Fludd'a göre, varlıklar içerdikleri ışık ve karanlığın oranlarına göre sıralanabilirler. Toprak gibi en az ışığa sahip olan varlıkların alt sıralarda olduğu düşünülürken, ateş gibi ışık bakımından zengin olanlar ise varlık düzeylerinin üst sıralarında yer alır. Fludd'un görüşlerine göre üç evren bulunmaktadır. İlk örnek evren, Baba-Oğul-Ruh üçlemesine ev sahipliği yapar. İkinci evren ise Tanrı'dan fışkırmış olan ve büyük evren olarak adlandırılan makro kozmostur. Bu evren de kendi içinde Tanrı'nın üç niteliğine karşılık gelen üç bölüme ayrılabilir. İlk bölümde melekler yer alırken, ikinci bölge yaşamın temelidir ve üçüncü bölge öğeleri içerir, yani yeryüzü ve diğer gezegenleri kapsar. İnsan ise mikro kozmos olarak adlandırılır ve başı "meleksel", göğsü "esirli", karın bölgesi ise "öğesel" bölgeye karşılık gelir.
Fludd'a göre, insan yaşamında ölümsüzlüğün sırrı bulunabilir ve madenlerin birbirlerine dönüşebilecekleri gibi, insanın da bu doğaüstü ilkelere göre iyileşebileceği düşünülmüştür. Bu nedenle, Fludd hastaların iyileştirilmesi için falcılık gibi yöntemlere başvurmuştur. Tanrısal düzenin varlığı, çeşitli belirtilerle ifade edilir ve doğa olayları Tanrı'nın bir görünümü olarak kabul edilir. Fludd, bu tanrısal olayları fizik deneyleriyle doğrulamaya çalışmıştır. Matematiğin, fizik için bir dil oluşturmakla sınırlı kalması gerektiğini savunmuş ve bu dilin ölçü, işaret ve kavramlara dayalı olması gerektiğini ileri sürmüştür.
Bacon döneminde yaşayan Fludd, özellikle Gassendi tarafından eleştirilmiş ve masonluğun sembollere dayalı yapısını beslediği iddia edilmiştir. Fludd'un doğaüstücü düşünceleri, döneminde tartışma yaratmış ve onun felsefesi, çeşitli eleştirilere maruz kalmıştır.
Eserleri
Robert Fludd'un eserleri arasında öne çıkanlarr:
"Apologia Compendiara Fraternitatem de Rosea Crucis" (1616): Türkçe olarak "Güllü Haç Topluluğu ile İlgili Savunma" anlamına gelir. Bu eserde Fludd, Rosicrucian Fraternity (Güllü Haç Topluluğu) hakkında savunma yapmıştır.

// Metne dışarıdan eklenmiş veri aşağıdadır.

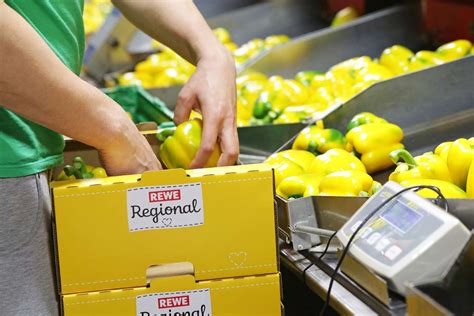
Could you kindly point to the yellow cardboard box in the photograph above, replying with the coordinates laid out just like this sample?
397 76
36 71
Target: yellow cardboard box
110 231
183 296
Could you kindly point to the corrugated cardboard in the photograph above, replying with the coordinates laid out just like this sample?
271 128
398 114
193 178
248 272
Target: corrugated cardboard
182 295
99 249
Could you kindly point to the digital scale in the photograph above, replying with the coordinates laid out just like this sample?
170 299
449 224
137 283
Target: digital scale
408 240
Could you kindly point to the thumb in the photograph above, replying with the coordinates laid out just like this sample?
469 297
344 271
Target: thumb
186 100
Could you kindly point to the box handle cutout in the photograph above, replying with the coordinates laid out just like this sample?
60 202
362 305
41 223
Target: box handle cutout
169 270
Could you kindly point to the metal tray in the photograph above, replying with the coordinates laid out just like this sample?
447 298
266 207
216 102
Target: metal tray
451 296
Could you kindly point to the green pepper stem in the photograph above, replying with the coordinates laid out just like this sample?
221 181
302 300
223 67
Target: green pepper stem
79 165
165 133
404 155
71 171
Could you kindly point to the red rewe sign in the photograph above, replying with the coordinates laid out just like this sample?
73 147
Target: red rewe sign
173 301
164 195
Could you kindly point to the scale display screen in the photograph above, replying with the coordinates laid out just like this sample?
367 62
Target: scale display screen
401 216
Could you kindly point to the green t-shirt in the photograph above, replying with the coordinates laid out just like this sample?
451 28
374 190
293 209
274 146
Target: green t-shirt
25 147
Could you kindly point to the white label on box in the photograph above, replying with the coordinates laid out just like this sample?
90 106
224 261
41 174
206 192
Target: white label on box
167 206
189 303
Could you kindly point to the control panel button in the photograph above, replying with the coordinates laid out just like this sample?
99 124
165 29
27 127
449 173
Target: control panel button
382 244
373 238
393 252
366 232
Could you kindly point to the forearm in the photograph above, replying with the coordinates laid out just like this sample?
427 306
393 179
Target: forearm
35 84
176 23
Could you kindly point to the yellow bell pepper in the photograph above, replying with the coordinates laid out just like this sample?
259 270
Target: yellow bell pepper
396 58
426 166
319 141
449 190
300 157
470 181
442 150
335 160
455 49
181 146
289 163
299 186
346 183
375 141
460 157
344 16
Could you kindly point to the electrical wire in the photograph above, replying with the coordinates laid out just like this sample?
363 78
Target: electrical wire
366 219
319 257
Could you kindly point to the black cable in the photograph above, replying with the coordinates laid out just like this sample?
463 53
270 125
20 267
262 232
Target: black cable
327 245
319 258
366 219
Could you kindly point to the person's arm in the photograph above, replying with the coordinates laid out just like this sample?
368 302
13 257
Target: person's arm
211 89
35 84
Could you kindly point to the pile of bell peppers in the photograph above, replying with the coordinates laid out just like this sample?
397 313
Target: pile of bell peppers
80 170
166 68
276 100
450 168
326 162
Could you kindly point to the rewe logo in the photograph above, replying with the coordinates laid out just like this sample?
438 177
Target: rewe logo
173 301
165 207
164 195
183 303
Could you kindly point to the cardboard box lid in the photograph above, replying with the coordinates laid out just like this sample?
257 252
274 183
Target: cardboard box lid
102 244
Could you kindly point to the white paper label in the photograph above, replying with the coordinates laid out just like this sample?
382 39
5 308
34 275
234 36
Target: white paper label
168 206
185 303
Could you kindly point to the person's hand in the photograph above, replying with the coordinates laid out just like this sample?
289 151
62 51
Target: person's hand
128 152
211 91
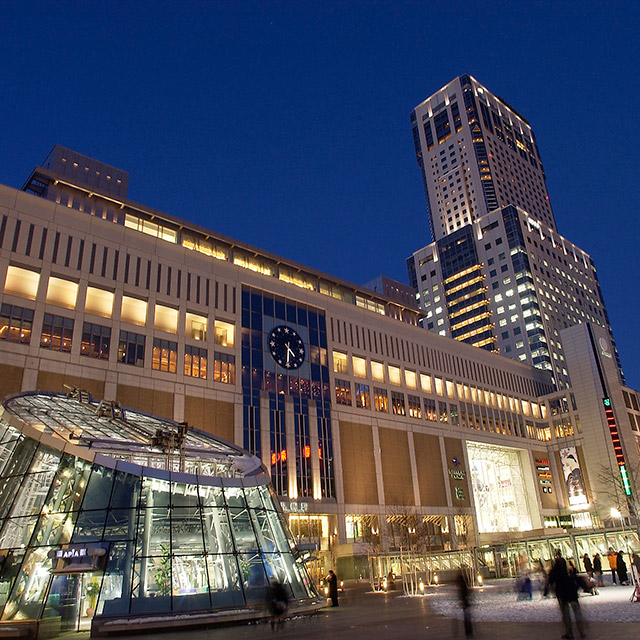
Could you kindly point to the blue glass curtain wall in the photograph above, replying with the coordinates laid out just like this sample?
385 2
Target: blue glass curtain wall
262 312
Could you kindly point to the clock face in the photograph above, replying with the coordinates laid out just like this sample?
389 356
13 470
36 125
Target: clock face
286 347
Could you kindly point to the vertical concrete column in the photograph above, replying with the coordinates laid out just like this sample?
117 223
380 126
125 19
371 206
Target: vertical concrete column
265 431
178 403
414 468
111 386
315 461
290 439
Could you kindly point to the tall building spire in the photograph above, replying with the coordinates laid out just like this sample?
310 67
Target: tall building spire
476 154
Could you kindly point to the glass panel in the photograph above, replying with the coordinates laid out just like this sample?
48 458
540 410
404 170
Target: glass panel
253 497
224 580
152 584
10 570
114 596
153 531
186 532
211 496
235 497
190 583
254 578
89 526
17 532
126 491
31 494
17 466
68 486
279 529
184 495
121 524
244 537
99 488
28 590
217 531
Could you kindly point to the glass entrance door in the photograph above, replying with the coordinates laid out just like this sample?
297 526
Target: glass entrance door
71 602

"Utriusque Cosmi Metaphysica, Physica Atque Technica Historia" (1617): Türkçe olarak "Büyük ve Küçük Her İki Evrenin, Fizik ve Teknik Tarihi" olarak çevrilebilir. Bu eserinde Fludd, evrenin fiziksel ve metafiziksel yapısıyla ilgili detaylı bir tarih sunmuştur.
"Clavis Philosophiae et Alchimiae" (1633): Türkçe olarak "Felsefe ve Simyanın Anahtarı" anlamına gelir. Bu eserde Fludd, felsefe ve simyanın temel prensiplerini ele almıştır.
Bu eserler, Fludd'un doğaüstücü felsefesini ve çeşitli konulardaki düşüncelerini detaylı bir şekilde açıkladığı önemli kaynaklardır.